Il legale, ossia, in sede di ricongiungimento dei contributi INPS - Cassa Forense, aveva chiesto la compensazione del credito che asseriva derivato dall’eccedenza contributiva versata alla Cassa di previdenza privata con il debito conseguente alla domanda di riscatto degli anni di laurea.
In subordine, lo stesso aveva chiesto di essere indennizzato in considerazione dell’asserito arricchimento senza causa derivato alla Cassa di previdenza privata.
Non sussiste alcun credito da compensare in capo all’avvocato
I giudici di merito, sia di primo che di secondo grado, avevano rigettato le dette pretese motivando la propria decisione in ragione della rilevata insussistenza di una situazione creditoria in capo all’avvocato che potesse costituire presupposto per la richiesta di compensazione.
Ciò, alla luce della richiamata giurisprudenza costituzionale e di legittimità, uniformi nel ritenere che la contribuzione versata fosse dovuta, con affermazione, altresì, del divieto di restituzione delle eventuali eccedenze contributive.
Cassazione: niente restituzione, né compensazione, per contributi legittimamente versati
La Corte di cassazione successivamente investita della controversia ha confermato che, nella specie, non sussistevano i presupposti legali per richiedere la compensazione, mancando, in capo al ricorrente, il credito da opporre in compensazione per l’estinzione del proprio debito.
Difatti – si legge nel testo della sentenza n. 30234 del 15 dicembre 2017 – se non esiste un diritto ad ottenere la restituzione dei contributi eccedenti, non può esistere nemmeno un diritto che consenta di disporre, comunque, delle somme corrispondenti a tale contribuzione eccedente.

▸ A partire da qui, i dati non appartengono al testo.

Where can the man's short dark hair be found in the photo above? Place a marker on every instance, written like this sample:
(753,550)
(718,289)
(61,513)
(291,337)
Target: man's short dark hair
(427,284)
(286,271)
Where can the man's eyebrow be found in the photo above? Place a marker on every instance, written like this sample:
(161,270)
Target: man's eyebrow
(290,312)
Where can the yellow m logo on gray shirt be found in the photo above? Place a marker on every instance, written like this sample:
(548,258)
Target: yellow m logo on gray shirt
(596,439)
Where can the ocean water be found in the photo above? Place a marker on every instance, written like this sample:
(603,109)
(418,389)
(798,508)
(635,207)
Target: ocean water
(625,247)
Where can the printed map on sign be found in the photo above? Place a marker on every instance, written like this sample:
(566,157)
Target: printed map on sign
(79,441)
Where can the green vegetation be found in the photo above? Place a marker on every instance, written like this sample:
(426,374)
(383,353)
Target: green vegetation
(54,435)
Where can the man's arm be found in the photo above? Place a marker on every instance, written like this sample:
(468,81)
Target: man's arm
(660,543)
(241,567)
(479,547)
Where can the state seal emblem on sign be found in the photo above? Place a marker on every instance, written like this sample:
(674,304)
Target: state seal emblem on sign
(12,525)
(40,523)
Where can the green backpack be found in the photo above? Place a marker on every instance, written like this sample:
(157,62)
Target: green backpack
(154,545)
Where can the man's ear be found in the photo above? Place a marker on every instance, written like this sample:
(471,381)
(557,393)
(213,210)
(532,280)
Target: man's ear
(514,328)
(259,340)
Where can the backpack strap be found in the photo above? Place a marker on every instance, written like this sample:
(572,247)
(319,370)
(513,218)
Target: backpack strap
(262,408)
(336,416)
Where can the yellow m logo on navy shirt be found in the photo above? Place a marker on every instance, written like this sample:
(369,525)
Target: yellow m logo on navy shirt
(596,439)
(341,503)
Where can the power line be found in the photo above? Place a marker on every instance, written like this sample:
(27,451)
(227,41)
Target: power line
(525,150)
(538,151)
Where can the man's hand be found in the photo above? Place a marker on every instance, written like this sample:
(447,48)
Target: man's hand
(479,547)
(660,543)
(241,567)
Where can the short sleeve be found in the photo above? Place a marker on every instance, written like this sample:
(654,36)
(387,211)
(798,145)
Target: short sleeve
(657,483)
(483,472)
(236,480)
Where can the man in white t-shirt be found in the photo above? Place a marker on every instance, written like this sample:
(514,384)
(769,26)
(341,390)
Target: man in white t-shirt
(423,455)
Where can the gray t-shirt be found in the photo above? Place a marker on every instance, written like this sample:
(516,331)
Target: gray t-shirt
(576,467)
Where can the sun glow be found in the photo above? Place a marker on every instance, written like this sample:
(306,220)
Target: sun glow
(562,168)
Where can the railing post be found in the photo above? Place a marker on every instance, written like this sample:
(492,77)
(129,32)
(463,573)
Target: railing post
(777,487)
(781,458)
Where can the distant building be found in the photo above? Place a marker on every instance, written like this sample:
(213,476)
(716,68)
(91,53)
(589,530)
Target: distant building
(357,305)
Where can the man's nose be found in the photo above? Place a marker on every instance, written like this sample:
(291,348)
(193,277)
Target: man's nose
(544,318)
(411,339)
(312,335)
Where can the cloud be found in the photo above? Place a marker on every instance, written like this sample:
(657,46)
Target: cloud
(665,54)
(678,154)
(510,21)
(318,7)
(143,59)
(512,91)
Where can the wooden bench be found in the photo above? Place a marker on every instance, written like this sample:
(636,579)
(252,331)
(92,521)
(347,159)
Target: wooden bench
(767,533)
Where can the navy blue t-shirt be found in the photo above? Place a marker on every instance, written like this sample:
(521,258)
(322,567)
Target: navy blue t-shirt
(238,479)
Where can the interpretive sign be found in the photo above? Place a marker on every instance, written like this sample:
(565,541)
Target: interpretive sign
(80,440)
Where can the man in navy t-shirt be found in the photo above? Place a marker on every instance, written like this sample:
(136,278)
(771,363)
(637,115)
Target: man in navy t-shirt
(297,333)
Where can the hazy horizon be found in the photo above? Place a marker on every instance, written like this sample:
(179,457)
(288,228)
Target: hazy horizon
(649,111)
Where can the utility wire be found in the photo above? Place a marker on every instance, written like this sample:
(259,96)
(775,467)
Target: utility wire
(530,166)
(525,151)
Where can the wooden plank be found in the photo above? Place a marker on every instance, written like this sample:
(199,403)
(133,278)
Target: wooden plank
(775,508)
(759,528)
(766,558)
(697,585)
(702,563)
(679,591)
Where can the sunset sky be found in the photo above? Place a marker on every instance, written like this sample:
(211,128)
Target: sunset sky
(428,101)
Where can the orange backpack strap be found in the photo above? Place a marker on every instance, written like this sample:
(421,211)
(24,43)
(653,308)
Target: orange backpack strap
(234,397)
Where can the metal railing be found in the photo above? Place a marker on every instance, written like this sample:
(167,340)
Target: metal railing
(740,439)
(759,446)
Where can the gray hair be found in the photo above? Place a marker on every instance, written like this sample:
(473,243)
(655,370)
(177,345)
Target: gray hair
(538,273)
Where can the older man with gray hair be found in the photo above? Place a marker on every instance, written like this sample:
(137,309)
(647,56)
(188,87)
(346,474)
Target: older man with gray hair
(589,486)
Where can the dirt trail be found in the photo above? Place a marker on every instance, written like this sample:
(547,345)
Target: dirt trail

Alla luce della giurisprudenza costituzionale e di legittimità ricordate, era altresì corretto ritenere che nella fattispecie esaminata non fosse ravvisabile alcun presupposto in fatto per affermare un indebito arricchimento, con consequenziale ingiustificato impoverimento dell’istante, in quanto i versamenti effettuati non erano indebiti ma contribuzioni dovute.
L’impossibilità per il soggetto iscritto alla Cassa Forense di utilizzare i contributi versati in eccedenza, dunque, non comportava alcun diritto alla loro restituzione nemmeno a titolo di arricchimento senza causa.
Ciò – è stato precisato nella sentenza di legittimità - in conseguenza dell’inesistenza, a causa dei fini solidaristici perseguiti dalle casse o dagli istituti di previdenza e assistenza, di un principio generale di restituzione dei contributi legittimamente versati in relazione ai quali non si siano verificati, o non possono più verificarsi, i presupposti per la maturazione del diritto ad una prestazione previdenziale o assistenziale e, quindi, in conseguenza dell’inesistenza di un giustificato vantaggio della Cassa o dell’istituto di previdenza che ha riscosso i contributi.